Edward Gorey has previous when it comes to the anti-Christmas tale. He re-imagined A Christmas Carol as The Haunted Tea-Cosy: A Dispirited and Distasteful Diversion for Christmas, and who can forget his dark masterpiece The Gashleycrumb Tinies, which chronicled the fates of 26 unfortunate alphabetical young people (‘D is for Desmond thrown out of a sleigh’).
In The Twelve Terrors of Christmas he questions the true meaning of Christmas and casts suspicion on its protagonists, starting with the ‘funny rummy smell’ of the shopping centre Santa.
But it’s not Father Christmas you need to look out for, ‘what is really going on’ with his so called ‘helpers’? ‘Underclass masochism one day, bloody rebellion the next.’ That’s what.
The text is provided by John Updike, a man not exactly known for his brevity. So it’s not surprising that his text doesn’t quite match up to the genius of Gorey’s own sparse writing style. But what he does do is plant a seed in the mind of the master, one which sprouts, then withers and dies before our eyes, like a supermarket Christmas tree trapped in a cavity insulated bungalow.

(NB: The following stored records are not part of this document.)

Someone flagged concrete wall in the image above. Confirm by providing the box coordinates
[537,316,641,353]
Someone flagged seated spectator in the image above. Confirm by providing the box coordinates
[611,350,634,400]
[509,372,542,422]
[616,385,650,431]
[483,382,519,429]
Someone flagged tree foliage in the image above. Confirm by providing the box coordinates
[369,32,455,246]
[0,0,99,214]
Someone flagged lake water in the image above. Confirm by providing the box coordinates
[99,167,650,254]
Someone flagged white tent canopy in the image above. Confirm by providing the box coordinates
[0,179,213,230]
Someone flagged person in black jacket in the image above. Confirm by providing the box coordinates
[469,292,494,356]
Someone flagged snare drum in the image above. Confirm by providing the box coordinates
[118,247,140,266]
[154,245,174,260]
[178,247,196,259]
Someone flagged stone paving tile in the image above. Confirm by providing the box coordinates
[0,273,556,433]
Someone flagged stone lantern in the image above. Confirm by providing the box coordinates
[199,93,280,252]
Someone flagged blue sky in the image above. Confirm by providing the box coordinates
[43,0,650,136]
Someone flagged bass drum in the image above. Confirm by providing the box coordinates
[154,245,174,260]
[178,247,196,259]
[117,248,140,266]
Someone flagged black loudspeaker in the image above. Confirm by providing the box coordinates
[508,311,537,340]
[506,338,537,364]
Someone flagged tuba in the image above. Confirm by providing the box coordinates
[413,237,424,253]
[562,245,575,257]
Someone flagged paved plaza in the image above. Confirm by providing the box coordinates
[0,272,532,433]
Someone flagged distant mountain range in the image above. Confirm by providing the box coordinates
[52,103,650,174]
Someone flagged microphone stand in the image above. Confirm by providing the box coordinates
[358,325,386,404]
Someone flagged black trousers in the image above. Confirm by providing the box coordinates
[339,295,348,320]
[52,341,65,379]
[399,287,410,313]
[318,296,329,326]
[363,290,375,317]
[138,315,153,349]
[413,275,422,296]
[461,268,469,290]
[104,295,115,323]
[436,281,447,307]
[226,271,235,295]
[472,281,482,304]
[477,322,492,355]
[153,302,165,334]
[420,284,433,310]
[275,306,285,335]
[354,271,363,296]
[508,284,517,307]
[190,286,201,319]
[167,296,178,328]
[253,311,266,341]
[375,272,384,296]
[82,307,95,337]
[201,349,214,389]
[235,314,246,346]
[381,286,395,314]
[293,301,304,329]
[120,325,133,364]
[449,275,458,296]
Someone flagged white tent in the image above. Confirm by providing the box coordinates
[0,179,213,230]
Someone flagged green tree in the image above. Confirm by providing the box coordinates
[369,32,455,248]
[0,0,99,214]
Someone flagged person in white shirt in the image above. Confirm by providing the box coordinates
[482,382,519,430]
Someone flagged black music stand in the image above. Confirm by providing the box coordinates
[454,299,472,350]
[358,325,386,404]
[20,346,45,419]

It’s probably not really a children’s book at all. Shops would probably stack it amongst the Christmas novelty books, titles bound for the toilets of the world. One pressing issue Gorey and Updike don’t address is what to do with the book after you’ve had your final Christmas poo?
Don’t under any circumstances attempt to return it to the shop, else you’ll face the ‘Fear of Returns’ and ‘the embarrassments, the unseemly haggling. The lost receipts. The allegations of damaged goods. The humiliating descent into mercantilism’s boiler room.’